Anwar: Polri Harus Bijak Menyikapi #2019GantiPresiden
jpnn.com, JAKARTA - Praktisi hukum Dr Anwar Budiman menyarankan Polri bertindak bijak dalam menyikapi aksi #2019GantiPresiden.
“Di satu sisi jangan sampai memasung kebebasan berpendapat, di sisi lain harus melakukan antisipasi jangan sampai terjadi bentrok antar-pendukung. Jadi, Polri memang harus ekstra-hati-hati menghadapi buah simalakama ini,” kata Anwar Budiman di Jakarta, Selasa (4/9/2018).
Ia berkomentar soal fenomena dan potensi konflik antar-warga yang mengiringi gerakan #2019GantiPresiden yang akhir-akhir ini marak terjadi di Tanah Air, seperti di Serang, Surabaya, Pangkalpinang, Pontianak, Pekanbaru, Banyuwangi, Ponorogo, Purwakarta, Gorontalo dan sebagainya.
Mabes Polri kemudian menerbitkansurat perintah untuk jajarannya soal pemberian izin acara gerakan tanda pagar (tagar) dukungan calon presiden (capres). Dalam surat telegram yang beredar, munculnya gerakan tagar 2019GantiPresiden, tagar 2019TetapJokowi dan tagar 2019PrabowoPresiden di berbagai daerah berpotensi menimbulkan konflik horisontal antarpendukung capres di tengah masyarakat. Polri menyatakan kegiatan dari gerakan tagar dukungan capres yang bersifat penyampaian pendapat di muka umum wajib diberitahukan secara tertulis.

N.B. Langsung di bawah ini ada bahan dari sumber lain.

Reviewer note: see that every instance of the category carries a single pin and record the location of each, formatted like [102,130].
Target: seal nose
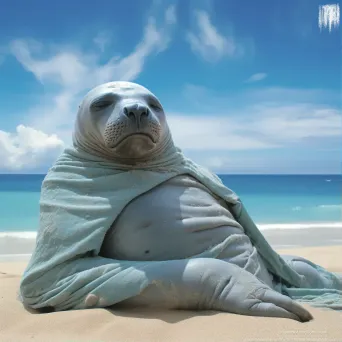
[136,111]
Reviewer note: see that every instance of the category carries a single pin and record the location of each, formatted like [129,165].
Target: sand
[17,324]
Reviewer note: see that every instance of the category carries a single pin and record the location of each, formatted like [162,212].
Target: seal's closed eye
[102,102]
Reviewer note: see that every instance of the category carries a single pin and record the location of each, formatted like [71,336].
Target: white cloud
[74,71]
[28,148]
[256,78]
[101,40]
[256,127]
[206,41]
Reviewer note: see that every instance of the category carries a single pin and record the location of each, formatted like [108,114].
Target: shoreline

Hal itu diatur dalam Undang-Undang (UU) No 9 Tahun 1998 tentang Kebebasan Mengemukakan Pendapat di Muka Umum. Ada lima hal yang harus dipenuhi dalam kegiatan penyampaian pendapat di muka umum, yakni menghormati hak-hak orang lain, menghormati aturan-aturan moral yang diakui umum, menaati hukum dan ketentuan peraturan perundang-undangan yang berlaku, menjaga dan menghormati keamanan dan ketertiban umum, dan menjaga keutuhan persatuan dan kesatuan bangsa.
Deklarasi #2109GantiPresiden, kata Anwar, adalah hak konstitusional warga di negara demokrasi seperti Indonesia, bahkan kebebasan berserikat, berkumpul dan mengeluarkan pendapat dijamin oleh konstitusi, khususnya Pasal 28E ayat (3) Undang-Undang Dasar (UUD) 1945 yang menyatakan, “Setiap orang berhak atas kebebasan berserikat, berkumpul, dan mengeluarkan pendapat”.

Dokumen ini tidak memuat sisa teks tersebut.